Luego, frunció ligeramente el ceño. —¿Qué haces aquí mientras me estoy bañando?
—¡Ja! —La audacia de su pregunta hizo que Iker soltara una risa amarga—. Si no hubiera entrado, mañana estaría comprándote una tumba.
Había tocado la puerta varias veces, pero como Yolanda no respondía, la había derribado a patadas.
—No pensaba en morir.
Y aunque lo hiciera, se aseguraría de arrastrar a esa gente al infierno con ella.
Delante de él, Yolanda se estiró para coger el albornoz del perchero. Iker la había sacado de la bañera de repente, y estaba completamente desnuda. De pie frente a él, no mostró ni la más mínima pizca de vergüenza. Se dio la vuelta y extendió la mano con total naturalidad.
Fue Iker quien, al verla erguirse, desvió la mirada discretamente.
Aunque él y Yolanda ya habían tenido intimidad, siempre había sido con las luces apagadas, viendo apenas una silueta borrosa del otro. Además, la mayoría de las veces había sido en mitad de la noche, cuando él dormía profundamente y ella, con su iniciativa, lo despertaba.
Él no sentía nada por Yolanda, y esa forma de actuar, sin tener en cuenta para nada sus sentimientos, frustraría a cualquier hombre. En esas circunstancias, sus encuentros íntimos eran superficiales, sin preliminares ni caricias apasionadas.
Por eso, el cuerpo de Yolanda le resultaba a la vez familiar y extraño. Apartar la vista fue un gesto instintivo, producto de su caballerosidad innata.
Iker frunció el ceño. —¿No puedes hablar como una persona normal? ¿Siempre tienes que ser tan sarcástica?
Yolanda lo ignoró. Salió de la bañera, se puso las pantuflas y se dirigió hacia la puerta. —¿Para qué me buscabas?
—La pasta está lista.
—... —La frase podía malinterpretarse, y Yolanda, con la cabeza todavía un poco aturdida, no lo captó de inmediato. Soltó sin pensar—: ¿La hiciste tú?

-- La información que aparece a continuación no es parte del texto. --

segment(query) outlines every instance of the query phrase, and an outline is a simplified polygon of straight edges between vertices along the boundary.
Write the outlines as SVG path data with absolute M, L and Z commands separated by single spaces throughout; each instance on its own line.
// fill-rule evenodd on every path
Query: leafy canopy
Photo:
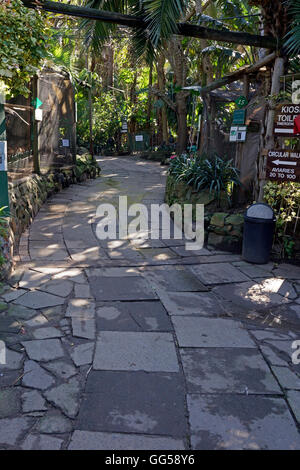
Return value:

—La hizo Susana. Iba a subir y me pidió que te avisara.
Yolanda asintió y, sin cambiarse, bajó las escaleras envuelta en el albornoz. Iker la siguió. Ella pensó que él iría al estudio, pero a mitad de la escalera, se giró y vio que él también bajaba.
Yolanda se detuvo y enarcó una ceja. —¿Tú también "ibas a bajar"?